Barbiturates and Ketamine, being chemically incompatible because of precipitate formation, should not be injected from the same syringe.
Prolonged recovery time may occur if barbiturates and/or narcotics are used concurrently with Ketamine.
Emergence delirium phenomena may occur during the recovery period. The incidence of these reactions may be reduced if verbal and tactile stimulation of the patient is minimized during the recovery period. This does not preclude the monitoring of vital signs.
Because pharyngeal and laryngeal reflexes usually remain active, mechanical stimulation of the pharynx should be avoided unless muscle relaxants, with proper attention to respiration, are used.
Although aspiration of contrast medium has been reported during Ketamine anesthesia under experimental conditions in clinical practice aspiration is seldom a problem.
Cardiac function should be continually monitored during the procedure in patients found to have hypertension or cardiac decompensation.

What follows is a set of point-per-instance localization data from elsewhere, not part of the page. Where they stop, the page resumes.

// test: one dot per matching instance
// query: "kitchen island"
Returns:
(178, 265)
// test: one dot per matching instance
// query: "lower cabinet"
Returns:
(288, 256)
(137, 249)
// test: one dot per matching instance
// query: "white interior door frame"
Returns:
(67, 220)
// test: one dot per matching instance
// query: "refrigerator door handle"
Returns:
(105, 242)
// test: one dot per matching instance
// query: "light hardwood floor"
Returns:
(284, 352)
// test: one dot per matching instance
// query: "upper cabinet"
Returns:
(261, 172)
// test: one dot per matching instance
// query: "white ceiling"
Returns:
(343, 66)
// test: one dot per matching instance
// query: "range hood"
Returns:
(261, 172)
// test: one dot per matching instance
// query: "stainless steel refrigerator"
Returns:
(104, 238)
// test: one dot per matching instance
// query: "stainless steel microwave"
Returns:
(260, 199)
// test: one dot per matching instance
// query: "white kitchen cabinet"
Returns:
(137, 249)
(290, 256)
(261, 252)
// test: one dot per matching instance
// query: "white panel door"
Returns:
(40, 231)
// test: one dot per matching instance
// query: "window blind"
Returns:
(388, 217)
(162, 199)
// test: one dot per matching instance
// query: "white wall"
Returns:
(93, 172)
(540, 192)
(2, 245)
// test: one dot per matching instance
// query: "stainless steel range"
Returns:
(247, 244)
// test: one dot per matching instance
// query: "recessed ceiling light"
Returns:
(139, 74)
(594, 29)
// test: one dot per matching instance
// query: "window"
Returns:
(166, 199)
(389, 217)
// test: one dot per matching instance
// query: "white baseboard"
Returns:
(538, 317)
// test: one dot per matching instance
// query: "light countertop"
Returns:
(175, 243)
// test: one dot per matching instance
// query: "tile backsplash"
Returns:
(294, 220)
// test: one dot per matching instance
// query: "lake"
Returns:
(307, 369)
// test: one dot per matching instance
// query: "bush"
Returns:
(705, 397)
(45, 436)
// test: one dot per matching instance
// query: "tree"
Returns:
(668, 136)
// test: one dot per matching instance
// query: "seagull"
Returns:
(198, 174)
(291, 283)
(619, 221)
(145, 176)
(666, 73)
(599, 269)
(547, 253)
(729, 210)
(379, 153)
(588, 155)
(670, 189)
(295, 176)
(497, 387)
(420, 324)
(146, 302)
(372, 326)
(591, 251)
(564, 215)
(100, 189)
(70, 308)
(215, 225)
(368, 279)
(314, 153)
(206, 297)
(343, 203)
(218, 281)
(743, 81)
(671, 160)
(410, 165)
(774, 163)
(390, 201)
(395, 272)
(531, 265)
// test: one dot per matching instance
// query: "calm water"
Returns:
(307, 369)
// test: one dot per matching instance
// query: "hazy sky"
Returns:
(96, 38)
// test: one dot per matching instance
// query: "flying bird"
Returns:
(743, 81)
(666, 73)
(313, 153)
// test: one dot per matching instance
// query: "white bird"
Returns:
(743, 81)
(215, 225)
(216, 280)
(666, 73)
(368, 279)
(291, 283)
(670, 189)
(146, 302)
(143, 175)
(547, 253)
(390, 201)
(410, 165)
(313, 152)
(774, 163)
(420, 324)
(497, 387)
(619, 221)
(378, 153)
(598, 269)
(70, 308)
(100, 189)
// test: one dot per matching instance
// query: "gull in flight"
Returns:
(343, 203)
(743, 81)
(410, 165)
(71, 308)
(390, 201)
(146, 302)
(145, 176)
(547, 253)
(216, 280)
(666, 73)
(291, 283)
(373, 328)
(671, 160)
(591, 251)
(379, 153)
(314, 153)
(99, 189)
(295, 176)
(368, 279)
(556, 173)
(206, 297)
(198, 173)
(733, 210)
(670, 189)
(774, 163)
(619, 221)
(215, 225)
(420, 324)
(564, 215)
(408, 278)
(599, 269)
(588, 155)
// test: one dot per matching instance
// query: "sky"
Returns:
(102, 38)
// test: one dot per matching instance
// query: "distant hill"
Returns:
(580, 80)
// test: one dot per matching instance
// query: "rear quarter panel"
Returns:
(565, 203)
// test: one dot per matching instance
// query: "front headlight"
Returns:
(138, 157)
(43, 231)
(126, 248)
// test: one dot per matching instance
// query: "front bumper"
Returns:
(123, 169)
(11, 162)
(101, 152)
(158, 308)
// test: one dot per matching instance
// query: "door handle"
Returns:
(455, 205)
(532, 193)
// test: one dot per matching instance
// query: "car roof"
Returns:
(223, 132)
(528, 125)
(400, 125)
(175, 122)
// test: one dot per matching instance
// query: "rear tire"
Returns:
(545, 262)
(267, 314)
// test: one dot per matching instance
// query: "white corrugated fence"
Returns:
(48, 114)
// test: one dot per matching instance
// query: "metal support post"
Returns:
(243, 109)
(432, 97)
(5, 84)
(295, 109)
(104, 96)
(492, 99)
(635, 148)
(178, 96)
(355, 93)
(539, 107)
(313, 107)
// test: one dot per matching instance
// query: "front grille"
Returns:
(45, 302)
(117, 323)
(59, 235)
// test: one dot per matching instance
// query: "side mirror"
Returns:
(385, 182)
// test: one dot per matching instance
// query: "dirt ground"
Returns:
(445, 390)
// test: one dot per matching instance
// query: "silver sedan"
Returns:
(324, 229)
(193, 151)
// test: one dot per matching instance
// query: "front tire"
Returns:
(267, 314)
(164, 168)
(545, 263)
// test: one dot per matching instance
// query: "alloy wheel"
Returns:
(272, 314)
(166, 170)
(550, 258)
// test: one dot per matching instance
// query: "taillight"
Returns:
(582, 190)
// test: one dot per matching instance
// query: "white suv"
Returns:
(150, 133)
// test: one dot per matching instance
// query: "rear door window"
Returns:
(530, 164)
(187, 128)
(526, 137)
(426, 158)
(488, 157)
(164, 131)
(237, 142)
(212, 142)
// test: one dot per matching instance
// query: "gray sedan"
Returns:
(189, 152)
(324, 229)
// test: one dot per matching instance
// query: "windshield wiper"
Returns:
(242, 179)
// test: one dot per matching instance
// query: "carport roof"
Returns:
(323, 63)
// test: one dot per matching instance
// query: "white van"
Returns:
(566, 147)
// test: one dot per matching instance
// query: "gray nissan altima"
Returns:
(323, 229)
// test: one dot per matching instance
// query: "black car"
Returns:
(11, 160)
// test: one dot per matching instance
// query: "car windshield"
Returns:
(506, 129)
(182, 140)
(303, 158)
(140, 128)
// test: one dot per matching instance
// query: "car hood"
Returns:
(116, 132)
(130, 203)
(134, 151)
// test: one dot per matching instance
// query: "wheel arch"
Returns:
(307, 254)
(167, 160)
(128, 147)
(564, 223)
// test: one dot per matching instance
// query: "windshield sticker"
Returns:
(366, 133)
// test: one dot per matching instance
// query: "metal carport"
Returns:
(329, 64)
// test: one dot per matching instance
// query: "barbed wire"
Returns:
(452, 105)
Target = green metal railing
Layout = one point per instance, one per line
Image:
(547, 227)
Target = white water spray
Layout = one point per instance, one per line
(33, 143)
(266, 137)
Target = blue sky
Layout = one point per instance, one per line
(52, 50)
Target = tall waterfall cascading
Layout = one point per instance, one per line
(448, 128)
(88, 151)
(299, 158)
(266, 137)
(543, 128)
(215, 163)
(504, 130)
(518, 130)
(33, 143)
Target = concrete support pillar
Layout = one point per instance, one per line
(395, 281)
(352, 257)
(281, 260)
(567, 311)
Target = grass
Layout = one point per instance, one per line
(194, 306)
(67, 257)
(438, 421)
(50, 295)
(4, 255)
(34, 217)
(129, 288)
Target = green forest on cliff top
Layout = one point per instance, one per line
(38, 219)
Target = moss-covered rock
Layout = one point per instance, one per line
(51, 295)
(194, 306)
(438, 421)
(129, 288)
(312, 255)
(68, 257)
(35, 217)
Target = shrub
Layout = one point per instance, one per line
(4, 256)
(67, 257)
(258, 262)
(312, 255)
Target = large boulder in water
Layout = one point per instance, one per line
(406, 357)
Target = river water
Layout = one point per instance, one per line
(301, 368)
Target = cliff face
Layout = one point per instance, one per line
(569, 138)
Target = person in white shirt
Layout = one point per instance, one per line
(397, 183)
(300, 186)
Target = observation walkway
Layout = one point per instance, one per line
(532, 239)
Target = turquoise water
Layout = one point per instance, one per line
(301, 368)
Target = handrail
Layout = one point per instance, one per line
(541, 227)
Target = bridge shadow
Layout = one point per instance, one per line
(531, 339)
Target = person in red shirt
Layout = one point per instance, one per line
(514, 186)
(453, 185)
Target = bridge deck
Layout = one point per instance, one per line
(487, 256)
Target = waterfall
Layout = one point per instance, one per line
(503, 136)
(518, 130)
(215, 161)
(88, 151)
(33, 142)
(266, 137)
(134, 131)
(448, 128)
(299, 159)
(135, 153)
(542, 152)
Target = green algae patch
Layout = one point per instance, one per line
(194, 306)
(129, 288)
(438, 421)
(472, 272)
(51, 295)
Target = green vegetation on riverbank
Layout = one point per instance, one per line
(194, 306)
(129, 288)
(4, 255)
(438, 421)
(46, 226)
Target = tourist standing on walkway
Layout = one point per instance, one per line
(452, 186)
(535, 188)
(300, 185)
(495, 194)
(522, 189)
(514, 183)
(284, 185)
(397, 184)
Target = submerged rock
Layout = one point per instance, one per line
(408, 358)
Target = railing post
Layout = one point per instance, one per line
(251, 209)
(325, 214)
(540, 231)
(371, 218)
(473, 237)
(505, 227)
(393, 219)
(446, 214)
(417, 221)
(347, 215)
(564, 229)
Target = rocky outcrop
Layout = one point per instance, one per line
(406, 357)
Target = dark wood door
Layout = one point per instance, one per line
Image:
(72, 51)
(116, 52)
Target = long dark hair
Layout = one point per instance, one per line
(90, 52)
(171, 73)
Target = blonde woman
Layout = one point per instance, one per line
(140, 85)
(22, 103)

Since an increase in cerebrospinal fluid pressure has been reported during Ketamine anesthesia, Ketamine should be used with special caution in patients with preanesthetic elevated cerebrospinal fluid pressure.
Respiratory depression may occur with overdosage of Ketamine, in which case supportive ventilation should be employed. Mechanical support of respiration is preferred to the administration of analeptics.
The intravenous dose should be administered over a period of 60 seconds. More rapid administration may result in transient respiratory depression or apnea.
In surgical procedures involving visceral pain pathways, Ketamine should be supplemented with an agent which obtunds visceral pain.
Use with caution in the chronic alcoholic and the actually alcohol-intoxicated patient.
When Ketamine is used in an outpatient basis, the patient should not be released until recovery from anesthesia is complete and then should be accompanied by a responsible adult.